- Died: 1304
- Noble family: House of Castro
- Spouse: Violante Sánchez of Castile
- Father: Esteban Fernández de Castro
- Mother: Aldonza Rodriguez de León

= Fernando Rodríguez de Castro (died 1304) =

Galician noble (??–1304)

Fernando Rodríguez de Castro (died 1304), was a Galician noble and a member of the House of Castro. He was the son of Esteban Fernández de Castro, Lord of Lemos and Sarria, and Aldonza Rodríguez de León. His paternal grandparents were Fernando Gutiérrez de Castro and Emilia Iniguez de Mendoza. His maternal grandparents were Rodrigo Alfonso de León, son of Alfonso IX of León, and Ines Rodríguez Cabrera.

Following the death of his father, Esteban Fernández de Castro, Fernando became Lord of Lemos and Sarria. In 1293, he married Violante Sánchez of Castile, illegitimate daughter of Sancho IV of Castile. He was one of the most powerful and influential nobles of Galicia, like most members of the House of Castro.
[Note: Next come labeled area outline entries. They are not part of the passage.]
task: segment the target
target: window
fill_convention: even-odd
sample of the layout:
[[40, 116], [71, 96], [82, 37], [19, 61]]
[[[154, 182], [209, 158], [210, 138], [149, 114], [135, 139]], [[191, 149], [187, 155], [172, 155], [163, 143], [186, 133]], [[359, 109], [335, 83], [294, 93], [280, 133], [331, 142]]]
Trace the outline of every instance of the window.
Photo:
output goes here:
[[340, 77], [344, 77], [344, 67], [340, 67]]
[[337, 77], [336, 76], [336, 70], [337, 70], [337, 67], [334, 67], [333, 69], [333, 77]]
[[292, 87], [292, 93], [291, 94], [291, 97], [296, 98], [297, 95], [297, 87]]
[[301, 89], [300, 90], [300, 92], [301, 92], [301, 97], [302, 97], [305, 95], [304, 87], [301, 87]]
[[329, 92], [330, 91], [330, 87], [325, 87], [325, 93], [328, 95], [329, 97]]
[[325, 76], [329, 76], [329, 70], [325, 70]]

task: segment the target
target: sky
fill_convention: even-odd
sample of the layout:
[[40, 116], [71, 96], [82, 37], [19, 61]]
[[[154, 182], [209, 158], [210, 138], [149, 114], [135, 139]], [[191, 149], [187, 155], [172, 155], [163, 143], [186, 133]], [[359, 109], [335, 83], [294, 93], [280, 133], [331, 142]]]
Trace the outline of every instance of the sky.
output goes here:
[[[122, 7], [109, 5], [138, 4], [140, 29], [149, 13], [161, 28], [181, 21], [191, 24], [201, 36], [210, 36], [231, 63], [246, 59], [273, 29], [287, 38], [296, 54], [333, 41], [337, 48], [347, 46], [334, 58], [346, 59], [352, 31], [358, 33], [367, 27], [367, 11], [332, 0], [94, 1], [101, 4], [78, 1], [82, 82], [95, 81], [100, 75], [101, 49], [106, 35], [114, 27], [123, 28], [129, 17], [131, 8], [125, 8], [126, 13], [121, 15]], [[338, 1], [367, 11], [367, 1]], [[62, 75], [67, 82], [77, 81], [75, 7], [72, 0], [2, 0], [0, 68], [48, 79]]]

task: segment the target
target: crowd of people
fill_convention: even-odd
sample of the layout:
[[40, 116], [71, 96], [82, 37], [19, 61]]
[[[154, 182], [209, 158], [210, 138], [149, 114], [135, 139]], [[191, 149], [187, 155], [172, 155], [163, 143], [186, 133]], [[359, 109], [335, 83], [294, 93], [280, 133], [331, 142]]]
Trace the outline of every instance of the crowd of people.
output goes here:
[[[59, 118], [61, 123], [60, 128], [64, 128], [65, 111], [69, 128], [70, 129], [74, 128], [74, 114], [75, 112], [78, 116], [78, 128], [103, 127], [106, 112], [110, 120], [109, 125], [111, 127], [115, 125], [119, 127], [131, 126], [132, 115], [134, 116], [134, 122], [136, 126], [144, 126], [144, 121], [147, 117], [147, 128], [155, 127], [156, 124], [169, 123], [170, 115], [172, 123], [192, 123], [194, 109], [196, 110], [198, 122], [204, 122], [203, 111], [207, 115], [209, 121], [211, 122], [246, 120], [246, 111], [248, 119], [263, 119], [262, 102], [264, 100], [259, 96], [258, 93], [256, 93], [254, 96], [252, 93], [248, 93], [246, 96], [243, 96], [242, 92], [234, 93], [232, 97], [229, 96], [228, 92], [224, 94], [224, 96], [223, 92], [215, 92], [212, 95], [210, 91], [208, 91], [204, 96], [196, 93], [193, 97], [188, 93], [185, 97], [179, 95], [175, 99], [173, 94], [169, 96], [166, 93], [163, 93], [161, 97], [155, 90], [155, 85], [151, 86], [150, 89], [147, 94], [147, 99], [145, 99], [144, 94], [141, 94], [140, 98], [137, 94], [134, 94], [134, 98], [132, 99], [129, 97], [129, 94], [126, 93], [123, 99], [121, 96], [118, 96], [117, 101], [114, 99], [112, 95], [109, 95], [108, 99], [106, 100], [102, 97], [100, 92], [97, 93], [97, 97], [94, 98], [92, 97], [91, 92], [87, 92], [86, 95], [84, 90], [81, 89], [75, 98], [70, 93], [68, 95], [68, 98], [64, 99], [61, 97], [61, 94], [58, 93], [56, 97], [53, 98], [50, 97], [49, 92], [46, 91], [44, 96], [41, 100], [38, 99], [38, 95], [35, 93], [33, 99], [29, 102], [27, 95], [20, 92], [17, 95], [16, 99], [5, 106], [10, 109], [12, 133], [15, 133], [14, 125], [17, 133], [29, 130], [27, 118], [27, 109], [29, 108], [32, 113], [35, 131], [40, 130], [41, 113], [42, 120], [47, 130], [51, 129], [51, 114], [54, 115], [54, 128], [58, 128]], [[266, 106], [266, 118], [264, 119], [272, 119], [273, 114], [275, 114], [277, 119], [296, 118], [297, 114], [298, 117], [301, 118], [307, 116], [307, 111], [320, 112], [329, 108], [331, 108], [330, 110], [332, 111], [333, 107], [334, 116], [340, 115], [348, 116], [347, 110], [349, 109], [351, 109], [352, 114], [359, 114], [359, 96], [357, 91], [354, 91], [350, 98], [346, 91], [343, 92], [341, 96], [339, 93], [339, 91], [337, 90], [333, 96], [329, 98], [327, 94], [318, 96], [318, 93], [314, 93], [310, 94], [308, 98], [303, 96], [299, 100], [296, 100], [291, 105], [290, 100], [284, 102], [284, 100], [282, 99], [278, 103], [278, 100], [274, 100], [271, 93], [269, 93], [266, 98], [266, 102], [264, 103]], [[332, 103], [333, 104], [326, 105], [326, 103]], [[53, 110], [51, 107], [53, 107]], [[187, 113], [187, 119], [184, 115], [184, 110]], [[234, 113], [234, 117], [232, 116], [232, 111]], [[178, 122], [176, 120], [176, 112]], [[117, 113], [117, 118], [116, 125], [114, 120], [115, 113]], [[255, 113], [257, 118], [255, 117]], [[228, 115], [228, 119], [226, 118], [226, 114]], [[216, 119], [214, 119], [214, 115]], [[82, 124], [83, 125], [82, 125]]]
In 1304, Fernando took up arms against Ferdinand IV of Castile, by attacking Philip of Castile, who was in Galicia besieging the fortress of Monforte de Lemos. Fernando's advisers tried to persuade him to reach a peace agreement with the Felipe, who was brother of Violente Sánchez of Castile, his wife. However, no agreement was reached and Fernando Rodriguez de Castro was killed in the ensuing battle.

==Marriage and offspring==
He married Violante Sánchez of Castile, illegitimate daughter of Sancho IV of Castile and María de Meneses. They had two children:
- Pedro Fernández de Castro "the War" (died 1342). Lord of Lemos and Sarria. Died of an epidemic during the Siege of Algeciras and was buried in the Cathedral of Santiago de Compostela.
- Juana Fernández de Castro, married Alfonso de Castilla y Aleramici, grandson of Alfonso X of Castile.